Lyra: As I stated earlier on this thread, I don't think it really matters at all what we think, or even how we think. The critical point is determining whether we benefit from the current social structure, which is based on raced and gendered categories, and by which people who are white automatically receive privileges at the expense of others.
So, I say it again, if you do not actively work against that structure you are racist. There's no such thing as being a "passive" anti-racist.
So, what this has meant, for me, is, making sure that my work place ACTIVELY seeks to hire people of color in positions of power. And it has also meant, in a way, I have a felt a moral obligation that relates to friendship.
A good number of my friends are formed through work. Now, personally, I like having people of color around; too many white and/or heterosexual folks in one place makes me nervous. (So I agree that if you don't see that the spaces you habitually spend time in, that the people you live and interact with are "white," then you're being unconsciously, passively, racist.)
So, anyway, I believe I also have an obligation (as well as a vested interest!), to help make sure that a new colleague of color isn't closed out of the social networks at work, for instance. I don't want to preach, so--at the risk of sounding pretentious--I'll just use my own feeble attempts in this area. I'm not claiming to be somekind of a white Martin Luther King, Jr. or an Atticus Finch wannabe, but I've become tremendous friends with a woman initially in great part because I was very conscious of the unconscious way white working friendships often work to exclude black folks.
First off, I was in a good position (my office was nearby, we have similar areas of expertise) to make a conscious effort to make sure she felt included in my department, and to listen to her. I mean it was important for me to send subtle and overt signals that we are on the same side, that I have her back, and that it's okay for her to be even sharply critical of the subtle and overt racism that happens in our field, in our workplace--in my actions.
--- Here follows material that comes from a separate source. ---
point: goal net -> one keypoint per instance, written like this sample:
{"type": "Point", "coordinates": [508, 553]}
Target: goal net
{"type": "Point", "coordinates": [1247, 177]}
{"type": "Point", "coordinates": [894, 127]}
She calls me on stuff, I get defensive and then realize she's probably right. And I call her on homophobia. And I think she knows now that I will do whatever I can from what power I have, even when its scary, even when it might cause me trouble, to do what I can to change the way my workplace works.
Of course I might not have become as close to just any black woman. I love her and we have a great bond. But I'd never have become this close to her if I hadn't actively noticed the unconscious, almost invisible (to me) racist structures that have shaped me, and actively worked against them.
Of course categories like "black" are a product of racist structures. But pretending not to notice these categories is not any way to end their power in our cultures.